Single by Robert Plant

from the album Now and Zen
- B-side: "White, Clean and Neat"
- Released: 18 April 1988
- Length: 4:40
- Label: Es Paranza
- Songwriters: Robert Plant; Phil Johnstone;
- Producers: Robert Plant; Tim Palmer; Phil Johnstone;

Robert Plant singles chronology
| "Heaven Knows" (1988) | "Tall Cool One" (1988) | "Ship of Fools" (1988) |

Music video
- "Tall Cool One" on YouTube

= Tall Cool One (Robert Plant song) =

1988 single by Robert Plant

"Tall Cool One" is a song by the English rock singer Robert Plant. It was written by Plant and keyboardist Phil Johnstone. Plant's former Led Zeppelin bandmate Jimmy Page played guitar on the recording.

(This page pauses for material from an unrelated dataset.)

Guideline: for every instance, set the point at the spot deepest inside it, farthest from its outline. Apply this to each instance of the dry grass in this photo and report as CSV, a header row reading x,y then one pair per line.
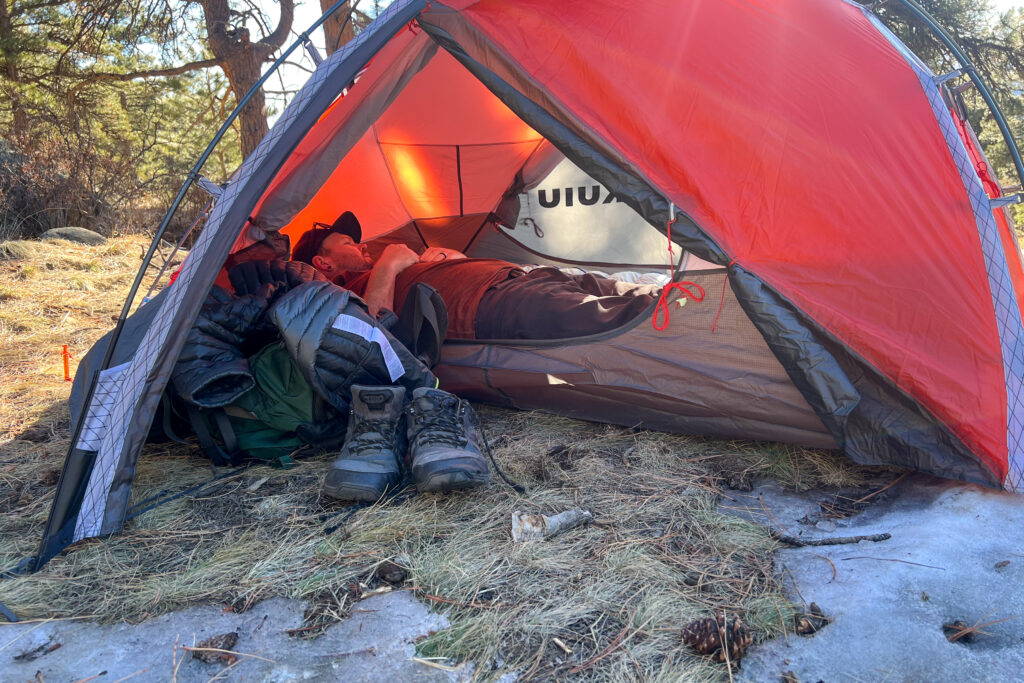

It was the second single released from Plant's fourth solo studio album, Now and Zen (1988), and gave him his fourth number-one single on the US Billboard Album Rock Tracks chart.

==Background==
The song features guitar riff samples of Led Zeppelin songs, including "Black Dog", "Dazed and Confused", "Whole Lotta Love",
 "The Ocean" and "Custard Pie", as well as lyrical references to "Black Dog" and "When the Levee Breaks".

==Critical reception==
Cash Box magazine called the song a "smoking, balls-out rocker with a really unusual skew."

==Chart performance==
"Tall Cool One" reached No. 87 on the UK singles chart, No. 25 on the US Billboard Hot 100 and No. 1 on the Billboard Album Rock Tracks chart, giving Plant his fourth number-one single on this chart.

==Charts==

===Weekly charts===

| Chart (1988) | Peak position |
|---|---|
| Australia (ARIA) | 47 |
| Canada Top Singles (RPM) | 15 |
| Italy Airplay (Music & Media) | 16 |
| UK Singles (Official Charts) | 87 |
| US Billboard Hot 100 | 25 |
| US Mainstream Rock (Billboard) | 1 |

===Year-end charts===

| Chart (1988) | Position |
|---|---|
| US Album Rock Tracks (Billboard) | 3 |

==In popular culture==
"Tall Cool One" was featured in a television advertisement for Coca-Cola.